Water and Electrolyte Balance

• Na-K Pump: Maintains sodium and potassium gradients across cell membranes; essential for nerve and muscle function.

Water and Blood Pressure Regulation

• Hormones:

  • ADH (Vasopressin): Promotes water reabsorption in kidneys.

  • Angiotensin II: Stimulates vasoconstriction and aldosterone release.

  • Aldosterone: Increases sodium and water retention.
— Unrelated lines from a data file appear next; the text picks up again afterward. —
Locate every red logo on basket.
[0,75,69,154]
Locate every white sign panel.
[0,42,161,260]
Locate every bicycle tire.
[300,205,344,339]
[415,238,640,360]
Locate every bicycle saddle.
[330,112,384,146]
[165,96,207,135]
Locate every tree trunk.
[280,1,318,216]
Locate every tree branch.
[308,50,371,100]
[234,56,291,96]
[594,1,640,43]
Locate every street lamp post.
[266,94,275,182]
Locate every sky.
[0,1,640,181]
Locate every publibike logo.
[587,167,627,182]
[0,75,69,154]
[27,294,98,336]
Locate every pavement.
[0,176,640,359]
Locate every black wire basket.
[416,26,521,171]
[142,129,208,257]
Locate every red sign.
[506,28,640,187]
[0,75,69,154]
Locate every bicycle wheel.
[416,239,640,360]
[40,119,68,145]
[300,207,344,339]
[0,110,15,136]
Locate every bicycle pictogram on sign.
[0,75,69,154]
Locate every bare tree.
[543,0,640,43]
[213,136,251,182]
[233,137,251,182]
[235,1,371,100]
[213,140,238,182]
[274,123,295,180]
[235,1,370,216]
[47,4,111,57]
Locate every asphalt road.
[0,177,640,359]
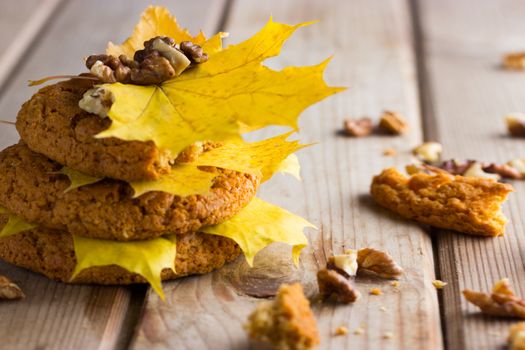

• Enzyme: Renin: Initiates the renin-angiotensin-aldosterone system (RAAS).

• Organs: Brain (hypothalamus), kidneys, liver, lungs all play roles in water and BP regulation.

Water Recommendations

• Men: ~3.7 L/day; Women: ~2.7 L/day (from all beverages and foods).

• Needs vary with physical activity, diet, environment.

Sources of Water

• Drinking water, beverages, fruits, vegetables.

Caffeine, Alcohol, and Water Balance

• Caffeine: Mild diuretic; increases urine output but not usually dehydrating in moderate amounts.

• Alcohol: Inhibits ADH, leading to increased water loss and risk of dehydration.

• Diuretic: Substance that increases urine production.

Sodium and Potassium

• Key electrolytes for fluid balance, nerve transmission, muscle contraction.

Hyponatremia

• Low blood sodium; can result from excessive water intake or loss of sodium.

Dehydration

• First sign: Thirst.

• Other signs: Dry mouth, fatigue, decreased urine output, confusion.

Monitoring Water Intake

• To avoid dehydration/overhydration: Weigh before and after exercise; consume 16 oz (480 mL) for every pound lost.